Hal tersebut disampaikan Bupati Deli Serdang dr.H.Asri Ludin Tambunan saat menerima paparan dan masukan dari Asosiasi Peternakan Unggas (Aspegas) terkait perkembangan perizinan usaha peternakan di sejumlah wilayah, termasuk Kecamatan Pantai Labu Deli Serdang Provinsi Sumatera. Pertemuan tersebut berlangsung di ruang rapat Lantai II Kantor Bupati Deli Serdang di Lubuk Pakam, Senin (8/6/2026).

Dalam pemaparan Aspegas yang diwakili Hasan Tiro saat itu mengatakan, bahwa saat ini terdapat 38 berkas perizinan yang telah selesai dan diserahkan kepada anggota. Sementara sejumlah berkas lainnya masih dalam proses diperangkat daerah terkait. Selain itu, masih terdapat peternakan baru yang mengajukan izin pasca pertemuan sebelumnya.

Aspegas juga melaporkan, bahwa di wilayah Pantai Labu terdapat sekitar 100 peternakan ayam petelur, namun belum seluruhnya tergabung dalam asosiasi. Untuk mempermudah identifikasi, Aspegas telah melakukan pemetaan status usaha melalui penandaan stiker yang membedakan usaha berizin, dalam proses dan belum berizin.

Di sisi lain, disampaikan pula tantangan yang dihadapi peternak, terutama tingginya harga jagung sebagai bahan baku utama pakan ternak, serta dampak fluktuasi harga akibat kondisi pasar global.

Menanggapi hal tersebut, Bupati Deli Serdang dr.H.Asri Ludin Tambunan menekankan pentingnya percepatan dan ketertiban dalam proses perizinan, agar tidak terjadi hambatan administrasi maupun miskomunikasi di lapangan.

“Berkas yang sudah lengkap, agar langsung disampaikan ke Dinas terkait, supaya prosesnya lebih cepat dan tidak terjadi kesalahan administrasi”, tegas Bupati.

Bupati juga menekankan pentingnya penguatan sosialisasi hingga ke tingkat lapangan dengan pendekatan yang lebih humanis, agar seluruh peternak memiliki legalitas atas usahanya. Dilaporkan, dari sekitar 70 peternak ayam petelur di Pantai Labu, baru 33 yang telah memiliki izin.

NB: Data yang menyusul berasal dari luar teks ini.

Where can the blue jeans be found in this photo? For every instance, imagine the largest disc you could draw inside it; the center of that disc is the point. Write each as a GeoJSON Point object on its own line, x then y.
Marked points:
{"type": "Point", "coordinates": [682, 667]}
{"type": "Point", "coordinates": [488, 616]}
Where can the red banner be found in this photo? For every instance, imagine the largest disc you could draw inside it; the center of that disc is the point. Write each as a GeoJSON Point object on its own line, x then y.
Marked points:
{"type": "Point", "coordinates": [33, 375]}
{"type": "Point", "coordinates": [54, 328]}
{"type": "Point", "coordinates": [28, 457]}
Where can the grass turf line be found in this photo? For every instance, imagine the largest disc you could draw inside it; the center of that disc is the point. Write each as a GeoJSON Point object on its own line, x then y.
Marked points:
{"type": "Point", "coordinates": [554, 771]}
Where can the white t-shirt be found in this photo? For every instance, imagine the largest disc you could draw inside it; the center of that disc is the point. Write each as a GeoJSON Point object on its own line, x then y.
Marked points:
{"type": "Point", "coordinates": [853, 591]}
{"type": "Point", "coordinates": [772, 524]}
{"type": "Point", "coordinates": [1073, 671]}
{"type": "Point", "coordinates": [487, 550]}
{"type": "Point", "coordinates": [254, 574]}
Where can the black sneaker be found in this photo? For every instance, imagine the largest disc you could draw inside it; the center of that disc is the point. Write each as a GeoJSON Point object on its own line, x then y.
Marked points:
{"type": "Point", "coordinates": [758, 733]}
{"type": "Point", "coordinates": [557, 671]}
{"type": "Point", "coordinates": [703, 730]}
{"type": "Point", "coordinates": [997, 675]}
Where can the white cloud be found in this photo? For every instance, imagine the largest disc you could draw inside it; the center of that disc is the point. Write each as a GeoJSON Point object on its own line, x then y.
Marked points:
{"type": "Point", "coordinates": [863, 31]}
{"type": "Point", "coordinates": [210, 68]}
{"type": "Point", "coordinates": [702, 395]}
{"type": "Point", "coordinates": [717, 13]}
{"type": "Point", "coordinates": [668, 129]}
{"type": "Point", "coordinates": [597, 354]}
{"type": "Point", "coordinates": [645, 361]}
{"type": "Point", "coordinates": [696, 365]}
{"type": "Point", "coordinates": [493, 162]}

“Yang belum berizin harus kita dorong untuk segera melengkapi sesuai SOP. Sementara yang sudah berizin perlu kita pastikan mendapatkan kepastian usaha dan akses pasar”, ujarnya.

Fasilitasi business matching antara peternak yang telah memiliki izin dengan pasar menjadi upaya Pemerintah Kabupaten dalam menghadirkan kejelasan pasar terhadap pengusaha yang memiliki legalitas.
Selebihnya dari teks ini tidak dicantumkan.